The Wikimedia Foundation, the umbrella of wikipedia organization and about twelve other Crowdsourced Gorning Projects said on Wednesday that eating zone range for multimedia downloads from Wikimedia commons increased by 50% since January 2024.
The reason, the uniform wrote in a blog On Tuesday, it is not due to the increasing demand by the people of Knowledge-Security, but by automated, hungry scrapers who want to train AI models.
“Our infrastructure is designed to maintain sudden traffic points from people during events of high interest, but the amount of traffic produced by the wristwax bots is unprecedented and has increasing risks and costs,” the position said.
Wikimedia Commons is a freely accessible repository of images, videos and audio files available under open licenses or are different in the public sector.
Wikimedia says that almost two-thirds (65%) of the most “costly” release-that is, the most intense in terms of content consumed-was from bots. However, only 35% of total page views come from these bots. The reason for this inequality, according to Wikimedia, is that the content that often looks forward often remains closer to the user in their cache, while the other content that has been less affected than less directly is stored in the “core data center”, which is more expensive to serve the content than. This is the kind of content that the bots usually look for.
“While human readers tend to focus on specific – often similar – themes, the Crawler bots tend to” bulk read “larger pages and also visit the least popular pages,” Wikimedia writes. “This means that these types of applications are more likely to be promoted to the basic datacenter, which makes it much more expensive in terms of consumption of our resources.”

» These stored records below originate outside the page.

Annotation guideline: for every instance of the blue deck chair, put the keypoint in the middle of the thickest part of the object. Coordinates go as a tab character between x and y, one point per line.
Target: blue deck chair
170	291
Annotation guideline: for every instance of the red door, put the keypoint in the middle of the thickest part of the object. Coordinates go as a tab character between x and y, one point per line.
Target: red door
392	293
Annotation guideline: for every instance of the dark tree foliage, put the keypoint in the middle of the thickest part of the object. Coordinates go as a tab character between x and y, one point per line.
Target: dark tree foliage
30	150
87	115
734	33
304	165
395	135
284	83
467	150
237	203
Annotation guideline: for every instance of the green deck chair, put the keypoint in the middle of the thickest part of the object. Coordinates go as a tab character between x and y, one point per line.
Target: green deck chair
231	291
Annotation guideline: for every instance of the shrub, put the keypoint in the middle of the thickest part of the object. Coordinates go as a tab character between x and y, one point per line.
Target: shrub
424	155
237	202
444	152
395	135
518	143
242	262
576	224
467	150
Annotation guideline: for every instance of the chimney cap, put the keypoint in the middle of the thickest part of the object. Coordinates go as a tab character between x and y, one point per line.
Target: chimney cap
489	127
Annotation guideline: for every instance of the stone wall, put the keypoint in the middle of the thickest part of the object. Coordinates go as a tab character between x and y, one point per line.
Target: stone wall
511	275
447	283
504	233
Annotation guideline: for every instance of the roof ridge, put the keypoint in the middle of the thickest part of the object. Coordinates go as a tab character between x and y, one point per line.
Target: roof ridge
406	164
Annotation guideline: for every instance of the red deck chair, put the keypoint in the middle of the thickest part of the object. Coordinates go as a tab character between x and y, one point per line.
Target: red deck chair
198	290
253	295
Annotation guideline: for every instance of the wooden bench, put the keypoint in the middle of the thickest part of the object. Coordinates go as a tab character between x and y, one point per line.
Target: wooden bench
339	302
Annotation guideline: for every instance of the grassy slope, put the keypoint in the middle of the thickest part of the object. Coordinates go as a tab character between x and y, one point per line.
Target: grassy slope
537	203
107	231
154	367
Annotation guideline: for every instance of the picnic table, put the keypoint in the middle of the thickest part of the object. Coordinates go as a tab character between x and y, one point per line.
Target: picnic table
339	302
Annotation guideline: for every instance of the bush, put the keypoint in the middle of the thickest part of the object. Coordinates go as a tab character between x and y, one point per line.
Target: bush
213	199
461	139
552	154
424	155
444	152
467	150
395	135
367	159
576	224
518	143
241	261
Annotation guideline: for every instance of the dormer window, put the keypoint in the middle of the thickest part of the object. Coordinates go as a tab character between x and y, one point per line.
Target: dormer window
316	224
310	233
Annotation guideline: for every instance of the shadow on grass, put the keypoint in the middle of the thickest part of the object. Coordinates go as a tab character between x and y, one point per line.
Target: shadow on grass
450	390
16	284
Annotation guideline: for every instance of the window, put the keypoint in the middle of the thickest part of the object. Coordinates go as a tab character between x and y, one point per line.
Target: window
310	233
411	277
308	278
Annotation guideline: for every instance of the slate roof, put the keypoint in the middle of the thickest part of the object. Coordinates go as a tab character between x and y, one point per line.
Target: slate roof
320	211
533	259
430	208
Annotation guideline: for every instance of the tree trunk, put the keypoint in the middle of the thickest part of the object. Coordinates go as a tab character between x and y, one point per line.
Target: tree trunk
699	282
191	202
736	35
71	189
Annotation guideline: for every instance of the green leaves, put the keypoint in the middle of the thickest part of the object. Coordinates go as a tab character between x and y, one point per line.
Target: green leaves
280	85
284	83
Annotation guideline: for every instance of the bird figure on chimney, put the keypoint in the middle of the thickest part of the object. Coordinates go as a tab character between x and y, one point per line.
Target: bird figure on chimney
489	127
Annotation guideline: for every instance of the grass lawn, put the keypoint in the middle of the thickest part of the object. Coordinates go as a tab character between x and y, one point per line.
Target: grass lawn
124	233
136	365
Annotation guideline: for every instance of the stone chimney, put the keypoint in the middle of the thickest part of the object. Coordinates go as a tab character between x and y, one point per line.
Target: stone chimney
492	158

The long and short of all this is that the Wikimedia Foundation’s credibility team must spend a lot of time and resources that prevent detectors to prevent regular users disorder. And all this before we look at the cloud costs facing the institution.
In fact, this represents part of a rapidly growing trend that threatens the very existence of the open internet. Last month, software engineer and open source lawyerDrew Devault broke the fact that AI detectors ignore the “robots.txt” files designed to avoid automated circulation. And “realistic engineer‘Gremgst Oroz Also complained Last week that AI Scrapers from companies such as Meta led to zone range requirements for its own projects.
While the open source infrastructure, in particular, is on the firing lineDevelopers are struggling back with “Cleverness and Vengeance”, as TechCrunch wrote last week. Some technology companies make their part to address the issue – for example, Cloudflare, for example, Cloudflare Started AI Labyrinthwhich uses content created by AI to slow down detectors.
However, it is a lot of a cat and mouse game that could eventually force many publishers to duck behind connections and paywalls in Damage to all those who use the web today.